Change in status in the other direction — from not malnourished to malnourished — was observed in 15% of those without baseline GNRI risk. These individuals were more likely, compared with peers not changing nutrition status, to have had an in-hospital stroke and require percutaneous coronary intervention before TAVR.

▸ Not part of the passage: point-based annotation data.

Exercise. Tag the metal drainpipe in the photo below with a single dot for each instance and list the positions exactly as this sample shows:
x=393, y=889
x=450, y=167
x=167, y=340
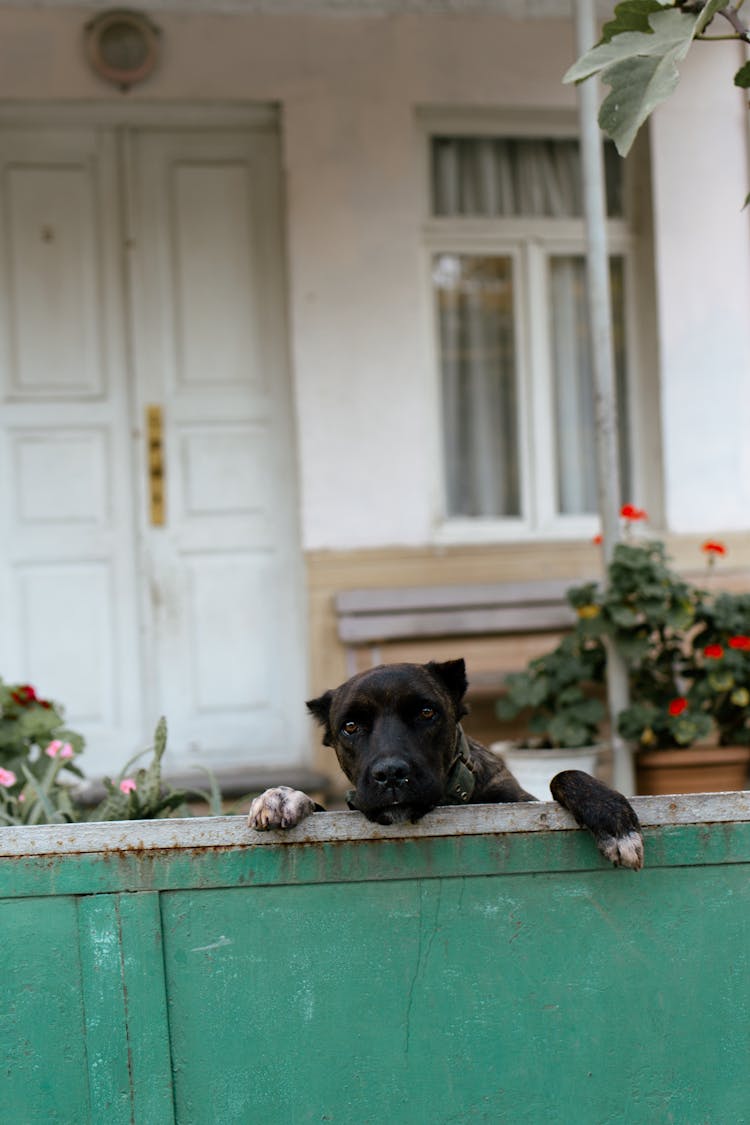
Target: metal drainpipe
x=599, y=309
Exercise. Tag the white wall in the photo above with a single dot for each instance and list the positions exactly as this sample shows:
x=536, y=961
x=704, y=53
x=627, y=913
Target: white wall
x=349, y=88
x=699, y=158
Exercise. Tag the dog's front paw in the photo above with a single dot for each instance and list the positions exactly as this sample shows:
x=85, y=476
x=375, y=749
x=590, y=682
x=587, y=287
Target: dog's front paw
x=279, y=808
x=623, y=851
x=607, y=815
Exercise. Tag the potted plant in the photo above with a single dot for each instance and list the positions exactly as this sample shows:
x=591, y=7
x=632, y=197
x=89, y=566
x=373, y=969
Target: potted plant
x=558, y=696
x=39, y=766
x=689, y=681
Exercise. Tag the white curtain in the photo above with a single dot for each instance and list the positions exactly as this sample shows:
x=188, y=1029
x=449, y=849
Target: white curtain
x=476, y=318
x=502, y=177
x=494, y=177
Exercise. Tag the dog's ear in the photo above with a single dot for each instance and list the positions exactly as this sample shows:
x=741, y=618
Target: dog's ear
x=452, y=675
x=321, y=710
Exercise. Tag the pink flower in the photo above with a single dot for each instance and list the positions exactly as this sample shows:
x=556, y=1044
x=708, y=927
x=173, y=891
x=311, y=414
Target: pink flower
x=630, y=512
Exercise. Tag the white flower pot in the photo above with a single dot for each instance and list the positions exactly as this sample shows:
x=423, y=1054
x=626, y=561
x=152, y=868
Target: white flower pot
x=534, y=770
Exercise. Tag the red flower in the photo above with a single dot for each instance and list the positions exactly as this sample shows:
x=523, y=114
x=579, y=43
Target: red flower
x=630, y=512
x=24, y=695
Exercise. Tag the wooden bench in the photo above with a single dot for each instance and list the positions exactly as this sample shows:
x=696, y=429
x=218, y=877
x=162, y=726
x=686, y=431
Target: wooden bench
x=497, y=628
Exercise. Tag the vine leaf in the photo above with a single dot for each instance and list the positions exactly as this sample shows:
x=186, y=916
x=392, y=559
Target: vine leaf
x=640, y=65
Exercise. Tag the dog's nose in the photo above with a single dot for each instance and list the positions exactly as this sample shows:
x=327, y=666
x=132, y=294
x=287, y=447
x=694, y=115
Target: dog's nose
x=390, y=772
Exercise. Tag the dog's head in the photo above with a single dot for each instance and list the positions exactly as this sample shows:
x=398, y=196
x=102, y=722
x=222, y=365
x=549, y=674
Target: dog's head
x=395, y=732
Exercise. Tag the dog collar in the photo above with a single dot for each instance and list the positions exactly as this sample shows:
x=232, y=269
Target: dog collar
x=460, y=783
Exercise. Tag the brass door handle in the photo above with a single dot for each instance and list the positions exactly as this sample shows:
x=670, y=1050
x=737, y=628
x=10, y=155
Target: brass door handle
x=155, y=464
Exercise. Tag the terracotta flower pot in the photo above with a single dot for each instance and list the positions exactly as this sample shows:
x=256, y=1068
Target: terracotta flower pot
x=695, y=770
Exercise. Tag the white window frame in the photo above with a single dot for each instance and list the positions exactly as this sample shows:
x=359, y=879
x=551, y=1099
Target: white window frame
x=530, y=242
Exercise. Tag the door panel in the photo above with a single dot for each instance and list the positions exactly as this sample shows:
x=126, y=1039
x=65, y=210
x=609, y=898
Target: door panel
x=198, y=618
x=68, y=597
x=208, y=345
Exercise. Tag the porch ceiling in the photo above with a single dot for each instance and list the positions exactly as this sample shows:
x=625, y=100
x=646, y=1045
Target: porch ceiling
x=516, y=9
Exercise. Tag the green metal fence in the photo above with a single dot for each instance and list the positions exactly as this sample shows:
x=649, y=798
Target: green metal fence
x=485, y=965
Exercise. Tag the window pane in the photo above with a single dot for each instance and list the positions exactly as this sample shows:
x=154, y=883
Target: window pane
x=500, y=177
x=574, y=384
x=475, y=300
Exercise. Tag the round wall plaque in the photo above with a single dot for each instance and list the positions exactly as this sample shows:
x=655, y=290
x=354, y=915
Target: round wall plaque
x=123, y=46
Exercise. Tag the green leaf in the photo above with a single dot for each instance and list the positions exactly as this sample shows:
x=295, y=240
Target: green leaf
x=671, y=30
x=742, y=77
x=641, y=70
x=638, y=86
x=630, y=16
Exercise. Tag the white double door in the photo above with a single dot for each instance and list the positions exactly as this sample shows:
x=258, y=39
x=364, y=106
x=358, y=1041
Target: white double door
x=143, y=268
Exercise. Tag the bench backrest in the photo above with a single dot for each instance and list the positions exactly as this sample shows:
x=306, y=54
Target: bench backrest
x=368, y=617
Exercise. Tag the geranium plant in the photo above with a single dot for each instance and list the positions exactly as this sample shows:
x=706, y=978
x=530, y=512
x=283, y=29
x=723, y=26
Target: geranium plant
x=556, y=693
x=39, y=770
x=650, y=615
x=720, y=674
x=687, y=654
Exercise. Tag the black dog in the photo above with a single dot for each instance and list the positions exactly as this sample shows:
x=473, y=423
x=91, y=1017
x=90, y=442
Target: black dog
x=397, y=735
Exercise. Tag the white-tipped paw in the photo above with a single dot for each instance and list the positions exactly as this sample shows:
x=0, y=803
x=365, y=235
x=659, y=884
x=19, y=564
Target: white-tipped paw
x=279, y=808
x=623, y=851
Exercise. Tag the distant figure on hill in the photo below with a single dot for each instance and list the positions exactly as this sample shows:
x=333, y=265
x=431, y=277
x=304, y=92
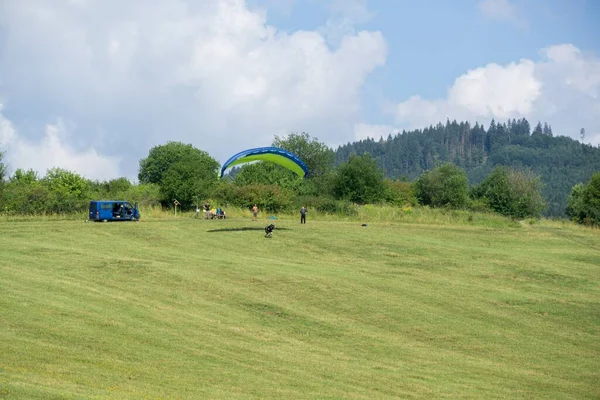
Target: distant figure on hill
x=303, y=215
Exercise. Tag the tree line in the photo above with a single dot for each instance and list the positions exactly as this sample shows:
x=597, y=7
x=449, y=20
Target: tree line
x=560, y=161
x=179, y=171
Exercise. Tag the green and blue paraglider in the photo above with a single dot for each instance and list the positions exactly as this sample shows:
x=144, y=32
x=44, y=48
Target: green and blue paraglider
x=276, y=155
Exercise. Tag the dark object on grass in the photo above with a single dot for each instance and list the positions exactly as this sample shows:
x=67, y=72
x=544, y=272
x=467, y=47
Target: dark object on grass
x=269, y=230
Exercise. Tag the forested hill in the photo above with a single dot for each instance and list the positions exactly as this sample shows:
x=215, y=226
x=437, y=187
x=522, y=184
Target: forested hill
x=560, y=161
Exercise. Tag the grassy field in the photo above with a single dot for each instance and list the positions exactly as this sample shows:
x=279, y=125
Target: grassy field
x=180, y=308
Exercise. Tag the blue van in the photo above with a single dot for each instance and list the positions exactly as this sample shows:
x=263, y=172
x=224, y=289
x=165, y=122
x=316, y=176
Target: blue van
x=113, y=210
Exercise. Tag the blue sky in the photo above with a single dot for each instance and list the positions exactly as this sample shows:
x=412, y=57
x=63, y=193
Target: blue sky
x=91, y=86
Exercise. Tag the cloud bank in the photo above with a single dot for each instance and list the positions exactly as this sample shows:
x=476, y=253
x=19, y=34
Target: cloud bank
x=136, y=74
x=562, y=87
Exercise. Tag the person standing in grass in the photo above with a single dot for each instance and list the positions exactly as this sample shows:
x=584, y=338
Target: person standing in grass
x=254, y=212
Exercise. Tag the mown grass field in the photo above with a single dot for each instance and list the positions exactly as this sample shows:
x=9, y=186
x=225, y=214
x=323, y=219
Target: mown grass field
x=180, y=308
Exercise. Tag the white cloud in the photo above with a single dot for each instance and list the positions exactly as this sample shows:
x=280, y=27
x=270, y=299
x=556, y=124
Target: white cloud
x=53, y=150
x=562, y=88
x=213, y=74
x=502, y=10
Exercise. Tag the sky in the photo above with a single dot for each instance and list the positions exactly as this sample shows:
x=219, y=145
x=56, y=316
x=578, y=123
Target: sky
x=92, y=85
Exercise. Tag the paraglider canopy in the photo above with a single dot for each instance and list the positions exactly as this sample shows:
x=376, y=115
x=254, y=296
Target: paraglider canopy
x=274, y=154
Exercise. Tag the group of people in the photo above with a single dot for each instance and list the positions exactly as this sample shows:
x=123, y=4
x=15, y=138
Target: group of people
x=303, y=212
x=211, y=213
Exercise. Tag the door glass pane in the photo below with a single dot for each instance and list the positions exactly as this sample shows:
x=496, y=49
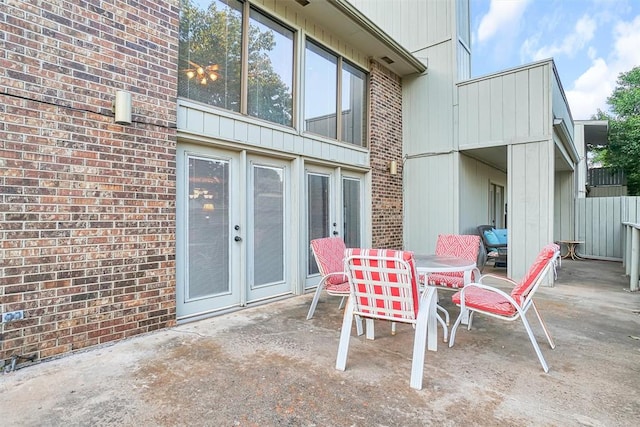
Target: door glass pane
x=354, y=94
x=320, y=91
x=351, y=212
x=210, y=49
x=268, y=218
x=208, y=227
x=318, y=212
x=270, y=70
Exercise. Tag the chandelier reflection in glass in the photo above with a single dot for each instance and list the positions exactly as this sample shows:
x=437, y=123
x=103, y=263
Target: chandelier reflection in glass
x=203, y=74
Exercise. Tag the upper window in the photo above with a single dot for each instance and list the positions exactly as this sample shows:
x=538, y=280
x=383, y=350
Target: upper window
x=270, y=77
x=322, y=99
x=210, y=53
x=211, y=63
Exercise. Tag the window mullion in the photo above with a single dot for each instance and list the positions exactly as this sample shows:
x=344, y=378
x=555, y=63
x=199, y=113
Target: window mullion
x=339, y=100
x=244, y=81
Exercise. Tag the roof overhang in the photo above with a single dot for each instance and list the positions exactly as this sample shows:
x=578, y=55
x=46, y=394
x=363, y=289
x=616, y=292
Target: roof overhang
x=341, y=18
x=596, y=132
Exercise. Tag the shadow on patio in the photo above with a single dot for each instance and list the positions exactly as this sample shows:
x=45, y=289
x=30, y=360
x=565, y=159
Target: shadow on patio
x=268, y=366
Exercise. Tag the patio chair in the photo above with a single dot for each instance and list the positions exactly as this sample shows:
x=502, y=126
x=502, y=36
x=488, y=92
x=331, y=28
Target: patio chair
x=329, y=253
x=495, y=248
x=383, y=285
x=465, y=246
x=484, y=299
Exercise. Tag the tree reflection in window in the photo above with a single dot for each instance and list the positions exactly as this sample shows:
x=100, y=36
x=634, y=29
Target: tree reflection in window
x=211, y=42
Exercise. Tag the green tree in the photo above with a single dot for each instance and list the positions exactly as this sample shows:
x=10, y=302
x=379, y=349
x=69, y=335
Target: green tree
x=623, y=150
x=212, y=37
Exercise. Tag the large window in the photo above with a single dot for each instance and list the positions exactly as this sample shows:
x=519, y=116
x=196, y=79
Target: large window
x=210, y=53
x=270, y=70
x=321, y=98
x=211, y=62
x=233, y=56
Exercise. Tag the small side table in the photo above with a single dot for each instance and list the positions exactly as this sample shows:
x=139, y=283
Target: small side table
x=572, y=246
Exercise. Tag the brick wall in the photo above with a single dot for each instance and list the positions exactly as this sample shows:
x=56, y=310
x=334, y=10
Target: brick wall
x=87, y=207
x=386, y=145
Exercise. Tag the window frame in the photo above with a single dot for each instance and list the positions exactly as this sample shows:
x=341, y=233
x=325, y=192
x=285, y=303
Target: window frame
x=341, y=60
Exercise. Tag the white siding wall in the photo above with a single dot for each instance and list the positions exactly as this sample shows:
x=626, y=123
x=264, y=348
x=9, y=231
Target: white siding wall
x=564, y=211
x=431, y=206
x=530, y=216
x=511, y=107
x=201, y=121
x=285, y=11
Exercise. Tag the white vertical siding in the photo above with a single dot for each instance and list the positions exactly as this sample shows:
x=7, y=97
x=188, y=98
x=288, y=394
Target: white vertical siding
x=284, y=11
x=564, y=212
x=427, y=105
x=430, y=208
x=530, y=211
x=505, y=108
x=415, y=24
x=200, y=121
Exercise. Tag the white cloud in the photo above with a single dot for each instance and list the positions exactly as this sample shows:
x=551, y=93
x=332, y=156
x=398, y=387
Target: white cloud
x=627, y=45
x=591, y=90
x=503, y=15
x=575, y=41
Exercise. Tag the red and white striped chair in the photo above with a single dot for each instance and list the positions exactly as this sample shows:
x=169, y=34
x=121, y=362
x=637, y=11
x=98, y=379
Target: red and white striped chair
x=383, y=285
x=465, y=246
x=329, y=253
x=484, y=299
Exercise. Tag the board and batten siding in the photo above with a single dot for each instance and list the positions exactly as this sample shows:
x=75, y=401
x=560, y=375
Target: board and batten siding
x=506, y=108
x=599, y=225
x=207, y=122
x=530, y=211
x=564, y=207
x=431, y=207
x=415, y=24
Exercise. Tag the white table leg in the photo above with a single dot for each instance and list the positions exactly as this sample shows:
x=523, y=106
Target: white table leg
x=432, y=322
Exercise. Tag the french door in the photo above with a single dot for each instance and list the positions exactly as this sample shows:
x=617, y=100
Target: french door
x=334, y=208
x=231, y=234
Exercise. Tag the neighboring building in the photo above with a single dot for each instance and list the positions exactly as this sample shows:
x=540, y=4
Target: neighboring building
x=235, y=159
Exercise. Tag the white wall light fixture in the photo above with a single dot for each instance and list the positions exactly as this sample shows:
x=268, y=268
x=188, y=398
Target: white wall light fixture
x=393, y=167
x=122, y=107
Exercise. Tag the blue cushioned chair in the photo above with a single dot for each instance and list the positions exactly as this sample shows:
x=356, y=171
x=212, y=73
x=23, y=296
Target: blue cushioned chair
x=495, y=244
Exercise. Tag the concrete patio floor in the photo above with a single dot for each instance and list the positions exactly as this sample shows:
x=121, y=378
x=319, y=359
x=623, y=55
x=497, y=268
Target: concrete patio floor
x=268, y=366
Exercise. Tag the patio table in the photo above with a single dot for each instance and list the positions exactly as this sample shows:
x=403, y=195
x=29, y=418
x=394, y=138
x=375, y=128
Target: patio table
x=572, y=248
x=426, y=264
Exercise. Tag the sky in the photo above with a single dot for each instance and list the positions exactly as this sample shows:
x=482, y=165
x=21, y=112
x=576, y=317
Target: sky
x=591, y=42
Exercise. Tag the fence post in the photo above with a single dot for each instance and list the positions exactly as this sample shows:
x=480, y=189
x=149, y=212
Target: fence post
x=635, y=258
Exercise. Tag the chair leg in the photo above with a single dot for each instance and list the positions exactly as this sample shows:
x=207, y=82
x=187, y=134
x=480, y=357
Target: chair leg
x=345, y=334
x=452, y=336
x=544, y=326
x=420, y=339
x=341, y=306
x=314, y=302
x=443, y=323
x=534, y=342
x=446, y=313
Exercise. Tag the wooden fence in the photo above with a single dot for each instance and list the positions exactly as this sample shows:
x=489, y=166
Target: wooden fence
x=599, y=225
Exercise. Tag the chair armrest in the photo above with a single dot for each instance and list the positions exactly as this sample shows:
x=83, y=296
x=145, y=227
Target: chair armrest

Over follow-up, a total of 36.3% patients died and 39.7% were hospitalized due to heart failure.
López Otero’s group cautioned that the report was not powered to detect differences in adverse event rates between nutritional risk subgroups. The observational nature of the data also precluded any causal inferences from being drawn.
“In fact, some of these findings may in fact be related to the presence of patient frailty which is already known to have an impact on outcomes,” wrote Ohayon and Asgar.
“This does not, however, take away from the important recurring message from this study and others; malnutrition is associated with poor outcomes. The evaluation of geriatric patients undergoing cardiac procedures, including TAVR, would likely benefit from the addition of a nutritional screening, such as the Mini Nutritional Assessment or GNRI,” according to the editorialists.
Randomized trials are still needed to show that nutritional interventions really improve outcomes after TAVR.
According to Ohayon and Asgar, the ongoing PERFORM-TAVR trial may provide some answers, as investigators are planning to randomize 200 patients to usual lifestyle counseling or a multi-faceted intervention consisting of a home-based exercise program and a protein-rich oral nutritional supplement.
López Otero, Ohayon, and Asgar had no disclosures.
A study coauthor reported proctoring for Medtronic.